L’incarcération est une épreuve lourde qui laisse forcément une séquelle profonde au mental de l’individu. L’interruption des rapports de celui-ci avec son environnement normal laisse place à une dissociation vis-à-vis des valeurs de la société. La réinsertion est censée remettre les choses en ordre.

Réinsertion : à qui profite-t-elle ?

Si l’insertion vise l’intégration et la socialisation des personnes qui changent complètement d’environnement social et professionnel, les programmes de réinsertion sont destinés, eux, aux individus qui ont été mis à l’écart de leur ancienne communauté. Il s’agit de concevoir un retour des individus cibles dans leur ancien milieu familial, social et professionnel. La réinsertion concerne notamment les personnes atteintes de troubles mentaux qui ont passé un certain temps en soin psychiatrique, mais aussi certains détenus.
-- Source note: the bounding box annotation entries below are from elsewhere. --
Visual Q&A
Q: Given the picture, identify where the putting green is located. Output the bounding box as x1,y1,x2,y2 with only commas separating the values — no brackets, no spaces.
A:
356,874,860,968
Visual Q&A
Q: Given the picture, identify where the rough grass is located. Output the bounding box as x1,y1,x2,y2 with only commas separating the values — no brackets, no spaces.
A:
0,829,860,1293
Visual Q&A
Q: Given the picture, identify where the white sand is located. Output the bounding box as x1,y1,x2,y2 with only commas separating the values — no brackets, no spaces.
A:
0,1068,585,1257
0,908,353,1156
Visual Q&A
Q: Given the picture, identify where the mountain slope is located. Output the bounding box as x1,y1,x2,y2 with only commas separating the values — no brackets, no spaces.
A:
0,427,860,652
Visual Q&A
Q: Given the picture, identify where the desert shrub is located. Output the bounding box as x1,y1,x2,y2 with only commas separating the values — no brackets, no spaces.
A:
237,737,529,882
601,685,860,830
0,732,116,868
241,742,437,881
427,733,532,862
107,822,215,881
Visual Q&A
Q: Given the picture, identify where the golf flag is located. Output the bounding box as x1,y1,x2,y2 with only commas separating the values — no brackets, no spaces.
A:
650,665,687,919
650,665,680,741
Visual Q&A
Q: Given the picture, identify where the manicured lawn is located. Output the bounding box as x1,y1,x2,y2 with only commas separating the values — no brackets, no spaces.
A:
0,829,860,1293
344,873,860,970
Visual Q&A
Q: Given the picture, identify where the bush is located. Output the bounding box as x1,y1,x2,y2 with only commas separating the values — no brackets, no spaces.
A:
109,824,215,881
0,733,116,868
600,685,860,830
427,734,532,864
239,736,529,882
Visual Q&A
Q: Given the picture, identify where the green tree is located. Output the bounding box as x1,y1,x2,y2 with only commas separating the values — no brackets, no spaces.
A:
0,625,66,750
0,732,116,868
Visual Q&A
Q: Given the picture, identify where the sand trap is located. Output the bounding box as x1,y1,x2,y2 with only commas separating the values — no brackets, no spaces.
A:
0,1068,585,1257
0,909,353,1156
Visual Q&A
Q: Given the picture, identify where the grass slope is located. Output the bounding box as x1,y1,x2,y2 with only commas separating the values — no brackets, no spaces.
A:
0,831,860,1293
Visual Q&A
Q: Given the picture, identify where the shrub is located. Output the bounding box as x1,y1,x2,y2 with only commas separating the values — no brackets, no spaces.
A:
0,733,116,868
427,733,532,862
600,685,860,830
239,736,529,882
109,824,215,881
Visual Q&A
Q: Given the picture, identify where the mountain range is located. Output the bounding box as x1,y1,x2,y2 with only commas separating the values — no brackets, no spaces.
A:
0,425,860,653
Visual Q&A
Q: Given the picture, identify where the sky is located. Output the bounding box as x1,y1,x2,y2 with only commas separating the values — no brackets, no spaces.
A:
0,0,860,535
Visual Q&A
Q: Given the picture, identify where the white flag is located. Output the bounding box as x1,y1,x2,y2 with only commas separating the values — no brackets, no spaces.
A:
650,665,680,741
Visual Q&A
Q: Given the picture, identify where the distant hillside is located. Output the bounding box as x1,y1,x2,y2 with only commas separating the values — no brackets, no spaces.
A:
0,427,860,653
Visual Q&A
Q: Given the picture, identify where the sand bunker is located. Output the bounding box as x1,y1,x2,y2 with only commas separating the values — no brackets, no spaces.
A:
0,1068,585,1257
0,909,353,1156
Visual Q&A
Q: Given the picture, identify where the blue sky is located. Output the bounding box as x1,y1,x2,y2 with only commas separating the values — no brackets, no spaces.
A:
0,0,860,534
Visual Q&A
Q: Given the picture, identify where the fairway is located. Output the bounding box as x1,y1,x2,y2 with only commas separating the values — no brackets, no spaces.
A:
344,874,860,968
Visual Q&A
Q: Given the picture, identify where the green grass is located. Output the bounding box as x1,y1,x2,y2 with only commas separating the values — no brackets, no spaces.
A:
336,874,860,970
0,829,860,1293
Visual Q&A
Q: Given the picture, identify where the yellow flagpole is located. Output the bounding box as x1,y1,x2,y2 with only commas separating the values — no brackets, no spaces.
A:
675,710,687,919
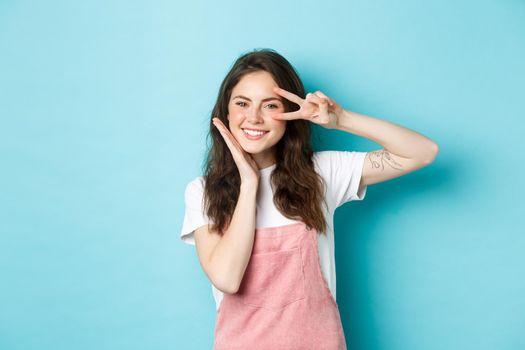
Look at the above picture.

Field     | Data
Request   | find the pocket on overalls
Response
[238,247,306,310]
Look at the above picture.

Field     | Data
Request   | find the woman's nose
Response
[246,108,263,123]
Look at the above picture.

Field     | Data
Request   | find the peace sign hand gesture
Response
[272,87,343,129]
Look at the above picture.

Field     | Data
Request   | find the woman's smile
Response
[242,128,269,141]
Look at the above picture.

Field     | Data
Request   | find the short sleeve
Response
[315,151,367,208]
[180,177,210,245]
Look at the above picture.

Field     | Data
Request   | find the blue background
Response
[0,0,525,350]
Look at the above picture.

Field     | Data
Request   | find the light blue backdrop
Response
[0,0,525,350]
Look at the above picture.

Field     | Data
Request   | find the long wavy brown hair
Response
[203,49,326,236]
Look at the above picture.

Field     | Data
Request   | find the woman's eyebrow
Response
[232,95,282,102]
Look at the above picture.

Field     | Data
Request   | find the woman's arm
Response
[334,109,439,187]
[272,88,438,187]
[195,184,257,293]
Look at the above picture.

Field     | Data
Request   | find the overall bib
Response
[214,222,346,350]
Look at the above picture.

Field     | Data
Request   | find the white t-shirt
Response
[180,151,367,309]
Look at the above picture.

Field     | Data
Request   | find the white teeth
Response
[243,129,266,136]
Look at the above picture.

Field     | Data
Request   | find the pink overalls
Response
[214,222,346,350]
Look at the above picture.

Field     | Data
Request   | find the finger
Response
[315,91,334,106]
[306,93,325,104]
[319,100,328,116]
[272,111,302,120]
[273,86,303,105]
[213,118,241,155]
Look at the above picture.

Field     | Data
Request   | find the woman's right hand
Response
[212,117,259,186]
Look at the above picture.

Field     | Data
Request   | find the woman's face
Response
[228,71,286,168]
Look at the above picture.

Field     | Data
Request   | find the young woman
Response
[181,50,438,350]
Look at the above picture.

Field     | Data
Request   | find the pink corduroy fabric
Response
[214,222,346,350]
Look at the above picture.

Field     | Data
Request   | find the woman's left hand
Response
[272,87,343,129]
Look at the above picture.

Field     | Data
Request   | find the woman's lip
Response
[242,129,268,140]
[241,128,268,132]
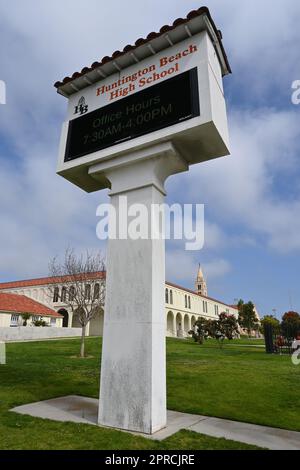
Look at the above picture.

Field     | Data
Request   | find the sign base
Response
[98,142,188,434]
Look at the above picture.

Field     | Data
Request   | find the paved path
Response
[11,395,300,450]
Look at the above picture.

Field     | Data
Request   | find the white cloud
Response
[180,109,300,252]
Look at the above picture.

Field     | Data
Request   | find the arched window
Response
[85,284,91,300]
[61,287,67,302]
[166,289,169,304]
[69,286,75,302]
[94,284,100,300]
[53,287,59,303]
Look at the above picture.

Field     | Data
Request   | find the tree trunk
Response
[80,325,86,357]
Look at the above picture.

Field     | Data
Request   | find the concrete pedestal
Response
[90,142,187,434]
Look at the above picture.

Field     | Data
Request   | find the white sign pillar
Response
[90,143,188,434]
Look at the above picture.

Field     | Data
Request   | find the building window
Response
[94,284,100,300]
[61,287,67,302]
[69,286,75,302]
[10,314,20,326]
[32,315,42,323]
[53,287,59,303]
[85,284,91,300]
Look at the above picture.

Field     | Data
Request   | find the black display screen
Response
[65,68,200,162]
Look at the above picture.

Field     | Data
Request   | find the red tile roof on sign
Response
[0,292,62,318]
[54,7,231,96]
[0,271,106,290]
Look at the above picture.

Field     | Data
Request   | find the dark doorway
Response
[58,309,69,328]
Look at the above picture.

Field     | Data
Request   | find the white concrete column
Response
[94,143,187,434]
[173,313,177,338]
[188,315,192,336]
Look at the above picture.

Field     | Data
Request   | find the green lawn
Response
[0,338,300,450]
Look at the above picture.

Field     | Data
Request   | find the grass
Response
[0,338,300,450]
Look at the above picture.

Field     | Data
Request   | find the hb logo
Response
[74,96,89,115]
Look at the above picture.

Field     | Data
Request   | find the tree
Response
[49,248,105,357]
[238,300,259,337]
[218,312,239,340]
[189,313,239,347]
[261,315,280,334]
[189,317,208,344]
[281,312,300,339]
[22,313,31,326]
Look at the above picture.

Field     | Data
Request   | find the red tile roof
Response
[0,271,238,310]
[54,7,231,89]
[0,292,62,318]
[166,282,238,310]
[0,271,106,290]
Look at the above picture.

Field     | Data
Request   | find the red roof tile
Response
[0,271,106,290]
[0,292,62,318]
[54,7,231,92]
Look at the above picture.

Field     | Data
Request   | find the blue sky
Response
[0,0,300,315]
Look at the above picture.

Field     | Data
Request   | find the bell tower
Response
[195,263,207,297]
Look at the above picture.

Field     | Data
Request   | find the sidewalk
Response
[11,395,300,450]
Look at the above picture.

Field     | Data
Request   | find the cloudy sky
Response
[0,0,300,315]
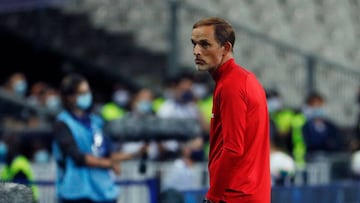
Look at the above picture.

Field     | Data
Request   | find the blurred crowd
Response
[0,72,360,190]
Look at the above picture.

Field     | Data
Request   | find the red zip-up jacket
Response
[206,59,271,203]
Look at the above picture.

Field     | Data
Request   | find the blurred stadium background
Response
[0,0,360,203]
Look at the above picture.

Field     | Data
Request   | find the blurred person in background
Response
[1,72,30,129]
[100,83,131,121]
[266,89,306,171]
[4,72,28,98]
[162,140,201,203]
[191,17,271,203]
[270,136,296,186]
[0,183,34,203]
[0,132,39,202]
[119,88,159,167]
[156,73,206,160]
[27,81,48,106]
[349,87,360,152]
[302,92,343,158]
[53,74,143,203]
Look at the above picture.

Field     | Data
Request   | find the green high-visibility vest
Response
[0,155,39,201]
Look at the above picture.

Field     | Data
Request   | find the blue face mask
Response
[305,107,326,119]
[34,150,50,164]
[76,92,92,110]
[136,101,152,114]
[14,80,27,95]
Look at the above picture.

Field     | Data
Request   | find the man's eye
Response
[200,43,210,48]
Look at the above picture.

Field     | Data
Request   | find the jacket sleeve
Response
[207,78,247,202]
[54,121,85,166]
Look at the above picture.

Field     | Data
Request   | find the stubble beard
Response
[195,64,208,71]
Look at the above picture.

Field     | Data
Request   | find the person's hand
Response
[111,161,121,175]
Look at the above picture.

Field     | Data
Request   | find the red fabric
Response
[206,59,271,203]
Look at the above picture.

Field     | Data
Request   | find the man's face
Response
[191,25,225,71]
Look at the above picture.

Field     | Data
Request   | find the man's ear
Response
[224,42,232,54]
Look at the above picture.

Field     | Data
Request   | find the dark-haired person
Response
[191,18,271,203]
[53,74,145,203]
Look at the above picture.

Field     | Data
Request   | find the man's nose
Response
[193,45,200,56]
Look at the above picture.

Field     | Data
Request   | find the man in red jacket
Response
[191,18,271,203]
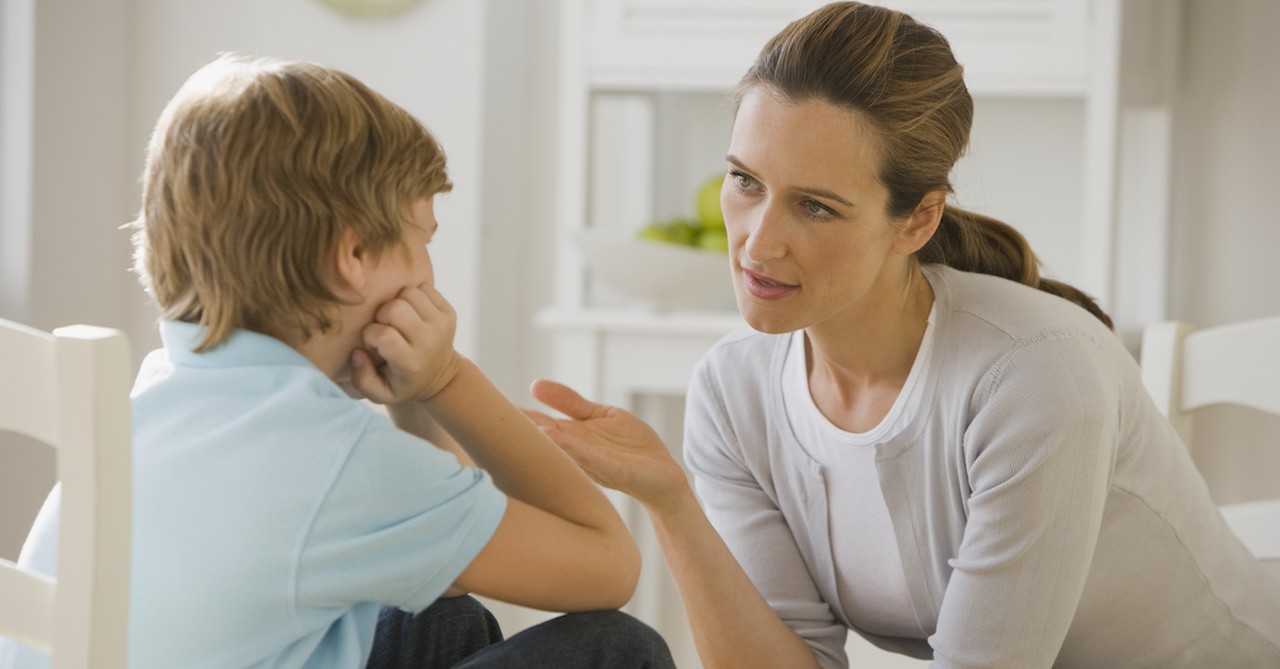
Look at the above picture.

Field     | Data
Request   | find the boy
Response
[0,55,671,668]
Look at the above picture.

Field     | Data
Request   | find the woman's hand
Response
[525,380,689,508]
[348,284,460,404]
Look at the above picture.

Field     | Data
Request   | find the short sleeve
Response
[929,335,1119,669]
[685,361,849,669]
[297,416,507,619]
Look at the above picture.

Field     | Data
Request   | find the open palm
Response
[525,381,687,505]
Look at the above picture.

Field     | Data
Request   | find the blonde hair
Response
[735,3,1111,327]
[131,54,452,352]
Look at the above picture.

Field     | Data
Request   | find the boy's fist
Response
[351,284,460,404]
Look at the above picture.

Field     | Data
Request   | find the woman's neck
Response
[805,267,933,432]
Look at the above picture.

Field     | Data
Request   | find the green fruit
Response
[694,174,724,229]
[636,223,667,243]
[698,228,728,252]
[667,219,698,246]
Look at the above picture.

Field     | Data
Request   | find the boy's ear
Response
[896,188,947,255]
[333,229,371,297]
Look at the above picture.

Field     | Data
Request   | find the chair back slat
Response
[0,320,133,669]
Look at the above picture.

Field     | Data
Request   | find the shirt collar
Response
[160,321,315,368]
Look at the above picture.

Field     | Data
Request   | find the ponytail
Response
[916,205,1115,329]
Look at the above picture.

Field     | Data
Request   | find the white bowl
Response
[579,229,737,311]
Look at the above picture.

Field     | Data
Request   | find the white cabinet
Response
[540,0,1180,666]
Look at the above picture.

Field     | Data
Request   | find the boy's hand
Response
[351,284,460,404]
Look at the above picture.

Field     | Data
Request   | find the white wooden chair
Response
[1142,316,1280,564]
[0,320,132,669]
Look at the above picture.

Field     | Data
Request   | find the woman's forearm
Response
[645,485,818,669]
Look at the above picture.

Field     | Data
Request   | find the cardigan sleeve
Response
[685,361,847,669]
[929,334,1119,669]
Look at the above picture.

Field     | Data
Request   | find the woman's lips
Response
[742,270,800,299]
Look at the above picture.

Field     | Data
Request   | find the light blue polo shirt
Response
[0,322,506,669]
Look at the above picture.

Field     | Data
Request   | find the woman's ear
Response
[896,188,947,255]
[330,229,372,299]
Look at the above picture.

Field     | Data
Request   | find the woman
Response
[534,3,1280,669]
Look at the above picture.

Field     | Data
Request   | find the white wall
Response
[1169,0,1280,503]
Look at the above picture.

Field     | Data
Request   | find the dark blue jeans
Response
[367,596,676,669]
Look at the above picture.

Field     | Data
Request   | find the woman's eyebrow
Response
[724,153,854,207]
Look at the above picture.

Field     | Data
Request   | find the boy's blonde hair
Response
[132,54,452,352]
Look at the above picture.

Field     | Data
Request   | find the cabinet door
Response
[584,0,1093,95]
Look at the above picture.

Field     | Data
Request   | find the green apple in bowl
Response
[694,174,724,230]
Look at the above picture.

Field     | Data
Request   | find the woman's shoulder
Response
[925,265,1115,347]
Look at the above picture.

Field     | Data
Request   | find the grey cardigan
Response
[684,266,1280,669]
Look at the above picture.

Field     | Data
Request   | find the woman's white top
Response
[782,303,934,638]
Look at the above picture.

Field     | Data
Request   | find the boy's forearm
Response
[387,402,476,467]
[424,359,626,531]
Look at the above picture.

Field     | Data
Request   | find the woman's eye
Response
[803,200,835,219]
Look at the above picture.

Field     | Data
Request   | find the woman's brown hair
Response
[131,55,451,352]
[735,3,1112,327]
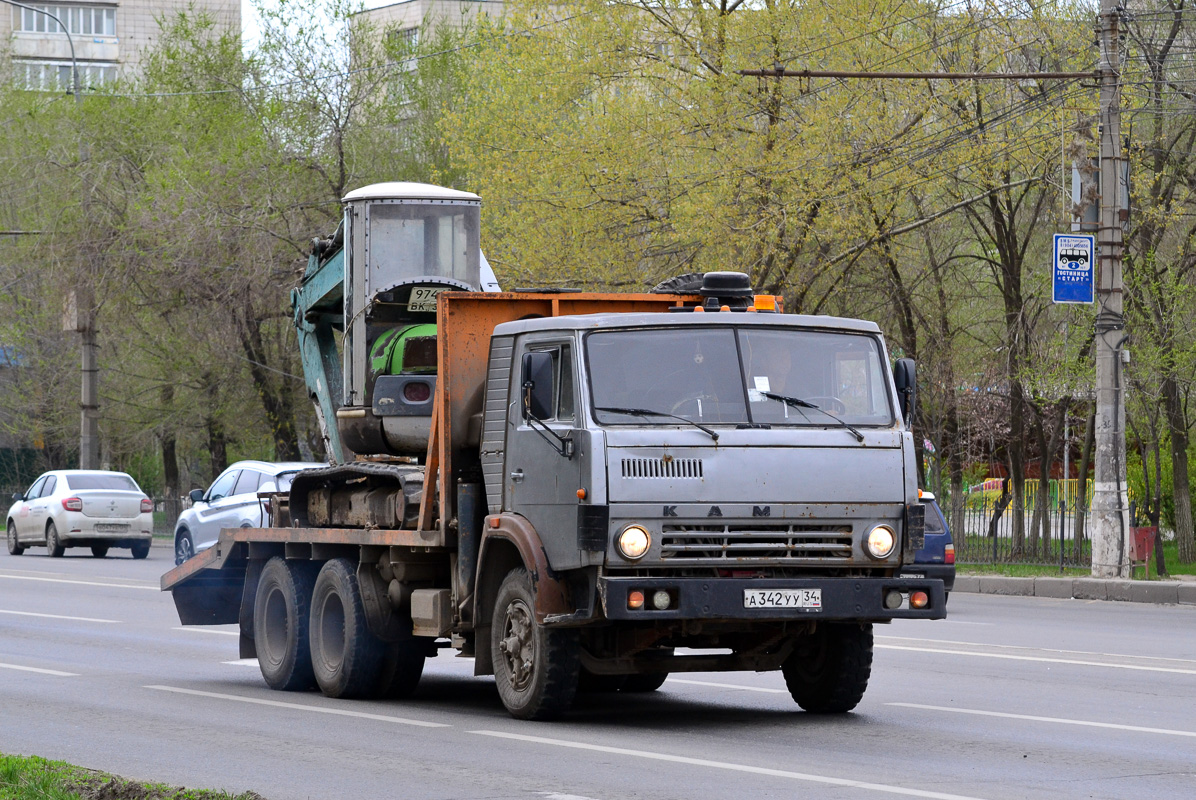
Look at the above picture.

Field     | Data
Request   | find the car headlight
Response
[864,525,897,558]
[615,525,652,561]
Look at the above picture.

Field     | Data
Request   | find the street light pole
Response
[0,0,99,470]
[1095,0,1130,578]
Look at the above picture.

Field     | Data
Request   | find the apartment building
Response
[360,0,502,47]
[0,0,240,91]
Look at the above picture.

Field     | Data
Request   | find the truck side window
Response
[556,344,573,420]
[532,344,573,420]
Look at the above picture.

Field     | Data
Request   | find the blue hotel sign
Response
[1051,233,1097,303]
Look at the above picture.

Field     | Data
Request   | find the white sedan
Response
[8,470,153,558]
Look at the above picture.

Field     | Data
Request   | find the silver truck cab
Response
[481,313,942,621]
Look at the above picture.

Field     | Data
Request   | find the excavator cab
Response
[292,183,498,463]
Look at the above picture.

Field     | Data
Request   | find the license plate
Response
[407,286,445,311]
[744,588,822,609]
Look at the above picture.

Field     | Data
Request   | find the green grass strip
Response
[0,753,263,800]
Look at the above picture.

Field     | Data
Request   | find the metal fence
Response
[942,493,1092,568]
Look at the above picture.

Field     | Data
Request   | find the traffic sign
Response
[1051,233,1097,303]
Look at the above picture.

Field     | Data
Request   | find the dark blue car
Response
[901,491,956,594]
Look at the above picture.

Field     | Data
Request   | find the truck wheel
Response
[490,567,581,720]
[254,556,316,691]
[623,672,669,694]
[374,637,427,700]
[310,558,386,697]
[781,623,872,714]
[45,519,67,558]
[8,523,25,556]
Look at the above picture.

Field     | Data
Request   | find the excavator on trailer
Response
[161,183,945,719]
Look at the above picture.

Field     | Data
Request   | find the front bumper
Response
[901,563,956,592]
[598,576,947,622]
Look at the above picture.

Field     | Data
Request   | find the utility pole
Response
[1095,0,1130,578]
[0,0,99,470]
[738,6,1130,578]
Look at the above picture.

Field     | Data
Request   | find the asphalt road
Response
[0,543,1196,800]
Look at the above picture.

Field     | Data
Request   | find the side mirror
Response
[893,359,917,425]
[520,353,553,420]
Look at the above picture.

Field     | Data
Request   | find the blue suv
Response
[901,491,956,596]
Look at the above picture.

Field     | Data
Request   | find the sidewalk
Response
[952,575,1196,605]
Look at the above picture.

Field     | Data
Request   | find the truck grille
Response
[623,458,702,478]
[660,525,852,564]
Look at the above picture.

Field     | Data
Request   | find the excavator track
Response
[288,462,423,529]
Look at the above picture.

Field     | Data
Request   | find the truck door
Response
[504,340,581,564]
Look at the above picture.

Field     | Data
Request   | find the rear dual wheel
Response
[310,558,387,697]
[254,557,427,697]
[254,556,318,691]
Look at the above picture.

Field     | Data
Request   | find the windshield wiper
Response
[594,408,719,441]
[761,392,864,441]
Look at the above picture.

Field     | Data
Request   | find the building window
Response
[386,28,420,53]
[12,2,116,36]
[12,61,116,92]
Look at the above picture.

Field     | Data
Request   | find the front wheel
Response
[175,527,195,567]
[8,523,25,556]
[45,520,67,558]
[781,623,872,714]
[254,556,316,691]
[490,567,581,720]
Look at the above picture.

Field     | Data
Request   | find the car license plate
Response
[744,588,822,609]
[407,286,445,311]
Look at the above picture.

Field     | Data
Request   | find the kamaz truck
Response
[161,183,945,719]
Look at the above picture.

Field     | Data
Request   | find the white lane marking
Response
[877,636,1196,664]
[0,664,79,678]
[669,676,789,695]
[885,703,1196,738]
[0,573,161,592]
[171,625,240,636]
[468,731,977,800]
[146,685,452,728]
[0,610,120,623]
[873,645,1196,674]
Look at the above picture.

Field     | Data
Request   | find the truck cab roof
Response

Étapes de la réinsertion des détenus

La pénologie, cette science sociale qui analyse les sanctions infligées aux délinquants, leurs buts et fonctions, détermine aussi de nouveaux horizons de justice. C’est de l’approche pénologique que les concepts de justice réhabilitative et de justice restaurative découlent. Celles-ci constituent la première étape vers la réinsertion. De manière générale, il s’agit de prendre en charge l’individu dès les premières étapes de sa mise en cause et durant sa période de détention. Mais de ces paradigmes et pratiques de justice doivent aussi ressortir des opportunités pour le détenu, notamment les possibilités d’aménagement de peines, les prises en charge psychologiques…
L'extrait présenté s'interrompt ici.